An alternative intuition for attribution patching
When I saw the following equation in the attribution patching paper, I got really confused and spent a bunch of time thinking about it:
\[L(x_\text{clean} | \operatorname{do}{(E = e_\text{corr})}) \approx L(x_\text{clean}) + (e_\text{corr} - e_\text{clean})^\top \frac{\partial}{\partial e_\text{clean}} L(x_\text{clean}| \operatorname{do}{(E = e_\text{clean})})\]Eventually, I realized that my confusion boiled down to the fact that I didn’t really have much deep experience with the multivariate Taylor series, but it is actually not necessary.

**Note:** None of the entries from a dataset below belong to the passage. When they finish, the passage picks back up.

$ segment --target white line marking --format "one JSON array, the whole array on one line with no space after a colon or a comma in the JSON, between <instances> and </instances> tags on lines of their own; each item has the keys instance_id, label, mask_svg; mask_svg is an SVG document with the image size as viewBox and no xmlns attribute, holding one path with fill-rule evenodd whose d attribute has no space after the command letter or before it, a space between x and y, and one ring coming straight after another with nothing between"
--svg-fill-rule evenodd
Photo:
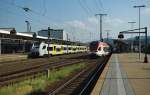
<instances>
[{"instance_id":1,"label":"white line marking","mask_svg":"<svg viewBox=\"0 0 150 95\"><path fill-rule=\"evenodd\" d=\"M117 69L117 87L118 87L118 95L126 95L126 91L125 91L125 87L123 84L123 79L122 79L122 75L120 72L120 68L119 68L119 63L118 63L118 57L117 55L115 56L115 63L116 63L116 69Z\"/></svg>"}]
</instances>

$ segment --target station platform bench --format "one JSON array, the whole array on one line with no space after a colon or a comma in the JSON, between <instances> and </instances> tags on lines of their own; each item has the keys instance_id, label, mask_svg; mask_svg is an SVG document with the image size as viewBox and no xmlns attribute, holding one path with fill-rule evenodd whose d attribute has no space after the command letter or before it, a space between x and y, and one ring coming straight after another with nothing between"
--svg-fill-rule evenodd
<instances>
[{"instance_id":1,"label":"station platform bench","mask_svg":"<svg viewBox=\"0 0 150 95\"><path fill-rule=\"evenodd\" d=\"M91 95L150 95L150 63L143 62L144 54L112 54Z\"/></svg>"}]
</instances>

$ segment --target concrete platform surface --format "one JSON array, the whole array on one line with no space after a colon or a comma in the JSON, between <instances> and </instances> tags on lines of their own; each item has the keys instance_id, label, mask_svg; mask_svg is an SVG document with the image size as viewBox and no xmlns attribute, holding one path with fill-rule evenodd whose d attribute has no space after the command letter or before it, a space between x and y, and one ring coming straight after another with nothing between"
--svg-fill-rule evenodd
<instances>
[{"instance_id":1,"label":"concrete platform surface","mask_svg":"<svg viewBox=\"0 0 150 95\"><path fill-rule=\"evenodd\" d=\"M150 56L148 56L150 59ZM150 63L137 53L113 54L91 95L150 95Z\"/></svg>"}]
</instances>

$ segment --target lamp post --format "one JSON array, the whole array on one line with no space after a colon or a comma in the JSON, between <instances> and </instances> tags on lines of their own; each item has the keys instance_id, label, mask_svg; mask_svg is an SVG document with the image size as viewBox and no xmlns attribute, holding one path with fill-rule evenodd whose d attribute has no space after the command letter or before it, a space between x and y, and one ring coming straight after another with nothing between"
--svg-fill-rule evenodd
<instances>
[{"instance_id":1,"label":"lamp post","mask_svg":"<svg viewBox=\"0 0 150 95\"><path fill-rule=\"evenodd\" d=\"M134 21L131 21L131 22L128 22L129 24L131 24L131 30L134 28L134 24L136 23L136 22L134 22ZM133 37L133 35L131 34L131 37ZM134 40L132 40L132 42L131 42L131 52L133 53L133 42L134 42Z\"/></svg>"},{"instance_id":2,"label":"lamp post","mask_svg":"<svg viewBox=\"0 0 150 95\"><path fill-rule=\"evenodd\" d=\"M141 18L140 18L140 13L141 13L141 8L146 7L145 5L140 5L140 6L133 6L134 8L139 8L139 60L141 59L141 42L140 42L140 27L141 27Z\"/></svg>"},{"instance_id":3,"label":"lamp post","mask_svg":"<svg viewBox=\"0 0 150 95\"><path fill-rule=\"evenodd\" d=\"M108 41L108 39L109 39L109 32L111 31L111 30L105 30L106 32L107 32L107 41Z\"/></svg>"},{"instance_id":4,"label":"lamp post","mask_svg":"<svg viewBox=\"0 0 150 95\"><path fill-rule=\"evenodd\" d=\"M29 32L30 31L30 22L27 20L25 22L27 23L27 32Z\"/></svg>"},{"instance_id":5,"label":"lamp post","mask_svg":"<svg viewBox=\"0 0 150 95\"><path fill-rule=\"evenodd\" d=\"M100 17L100 41L103 42L103 37L102 37L102 17L106 16L107 14L95 14L95 16Z\"/></svg>"}]
</instances>

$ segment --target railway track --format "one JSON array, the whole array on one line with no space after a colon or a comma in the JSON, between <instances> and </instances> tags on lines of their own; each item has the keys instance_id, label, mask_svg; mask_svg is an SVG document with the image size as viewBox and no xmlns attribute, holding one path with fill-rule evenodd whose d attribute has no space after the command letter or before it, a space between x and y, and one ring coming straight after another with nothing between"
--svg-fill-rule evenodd
<instances>
[{"instance_id":1,"label":"railway track","mask_svg":"<svg viewBox=\"0 0 150 95\"><path fill-rule=\"evenodd\" d=\"M74 58L74 57L73 57ZM39 60L38 60L39 62ZM83 59L64 59L57 62L49 62L45 60L40 60L42 64L36 64L26 68L21 68L17 70L9 70L9 72L1 72L0 74L0 86L13 84L25 79L36 77L38 73L47 73L48 70L54 68L60 68L63 66L68 66L72 64L77 64L83 62Z\"/></svg>"},{"instance_id":2,"label":"railway track","mask_svg":"<svg viewBox=\"0 0 150 95\"><path fill-rule=\"evenodd\" d=\"M109 57L101 58L96 64L78 72L74 77L64 82L54 90L49 90L48 95L89 95L96 81L103 71Z\"/></svg>"}]
</instances>

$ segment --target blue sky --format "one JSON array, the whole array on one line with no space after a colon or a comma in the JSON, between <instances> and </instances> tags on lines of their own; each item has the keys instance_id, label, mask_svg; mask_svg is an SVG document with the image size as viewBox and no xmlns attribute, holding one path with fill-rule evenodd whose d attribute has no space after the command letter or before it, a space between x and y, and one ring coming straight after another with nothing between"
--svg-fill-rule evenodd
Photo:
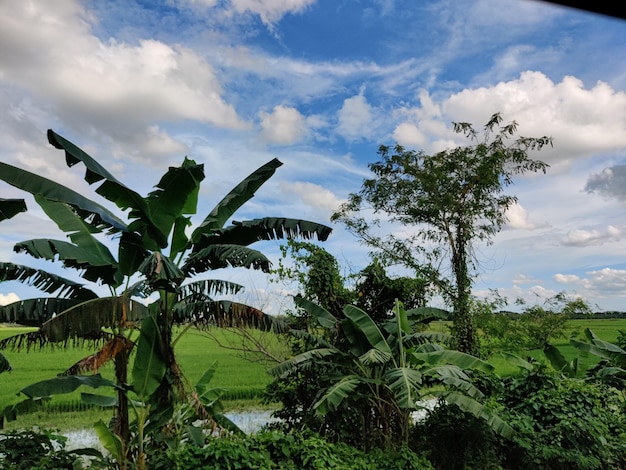
<instances>
[{"instance_id":1,"label":"blue sky","mask_svg":"<svg viewBox=\"0 0 626 470\"><path fill-rule=\"evenodd\" d=\"M519 204L478 246L476 295L538 302L557 292L626 310L626 22L535 0L0 0L0 160L88 193L45 132L80 145L146 194L185 155L205 164L198 219L254 169L276 175L238 218L330 223L380 144L433 153L467 142L491 114L546 175L516 180ZM0 183L0 197L22 197ZM0 224L15 242L61 238L36 204ZM341 226L325 243L357 270L367 249ZM398 227L388 227L398 230ZM273 260L278 243L262 249ZM37 265L39 266L39 265ZM47 266L50 270L58 268ZM73 273L63 271L64 275ZM293 292L220 273L278 311ZM0 284L0 303L34 295Z\"/></svg>"}]
</instances>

I present another simple way to derive the above formula without really doing the Taylor series (it is exactly equivalent though):
\[\frac{\partial L}{\partial e_\text{clean}} \approx \frac{\Delta L}{\Delta e} = \frac{L_\text{corr} - L_\text{clean}}{e_\text{corr} - e_\text{clean}}.\]Solving for \(\Delta L\), we get
\[\Delta L = \frac{\partial L}{\partial e_\text{clean}} * (e_\text{corr} - e_\text{clean})\]by multiplying the \(e_\text{corr} - e_\text{clean}\) over.
This gives \(\Delta L\) with shape of the activations, with the biggest components having the biggest sway in the circuit. To turn it back into a scalar for the metric, we can just reduce sum over it, or equivalently compute it using the dot product instead of elementwise product, which is what the paper did.
I hope that this post illuminated the method better, especially if you don’t have a math background.